Improving climate models to account for plant behavior gives good news

Climatologists have not explained what plants do at night and it is a mistake. A new study from the Lawrence Berkeley National Laboratory of the Department of Energy (Berkeley Lab) found that the uptake of nutrients by plants in the absence of photosynthesis affects gas emissions greenhouse effect in the atmosphere.

In a study published today in Nature Climate changeThe lead author, William Riley, demonstrates how to improve climate models to better represent the biogeochemical dynamics of the land. With the help of a new global terrestrial model developed and integrated into DOE's Energy Exascale Earth System Model (E3SM), Riley and his team have found that plants can absorb more carbon dioxide and that soils lose less nitrous oxide than previously thought. Their global simulations imply terrestrial terrestrial ecosystem reactions with the atmosphere lower than those predicted by current models.

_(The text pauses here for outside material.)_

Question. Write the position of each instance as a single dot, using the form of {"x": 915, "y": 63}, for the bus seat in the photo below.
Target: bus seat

"This is good news for what is currently in climate models," said Riley, a scientist with the Berkeley Lab's Earth and Environmental Sciences. "But that's not good news in general, it will not solve the problem, and whatever the case may be, factories will not be tracking anthropogenic emissions of carbon dioxide – it's just that they could do better than what current models suggest. "

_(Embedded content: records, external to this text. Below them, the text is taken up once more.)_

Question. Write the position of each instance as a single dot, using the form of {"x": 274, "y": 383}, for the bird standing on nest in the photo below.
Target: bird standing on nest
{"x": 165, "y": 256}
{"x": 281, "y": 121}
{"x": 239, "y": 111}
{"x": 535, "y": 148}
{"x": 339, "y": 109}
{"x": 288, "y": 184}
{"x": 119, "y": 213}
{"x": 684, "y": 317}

Humans have issued a record 34 gigatons of CO₂ per year, averaged over the last decade. About half of this remains in the atmosphere, the rest being absorbed by oceans and land (through photosynthesis); this latter quantity, called the terrestrial carbon sink, varies from year to year depending on factors such as fires, drought, land use and weather conditions.

Scientists are trying to understand the increasing impact of global carbon dioxide emissions on the terrestrial carbon sink, which currently ranges from 0 to 11 gigatonnes of CO.₂ per year, including land-use changes, with great interannual variability. Another complication is terrestrial nitrous oxide, a potent greenhouse gas naturally released from land and agricultural and industrial activities. In other words, to what extent can plants reduce anthropogenic emissions of carbon dioxide?

The new Berkeley Lab study found that by not properly accounting for what plants do at night and during the off season, climate models may underestimate the terrestrial carbon sink and overestimate the release of Nitrous oxide, the latter of 2.4 gigatonnes of CO.₂-equivalent per year. "This number is substantial compared to the current terrestrial carbon sink," said Riley, whose number varies between one quarter and more than 100%, depending on the year.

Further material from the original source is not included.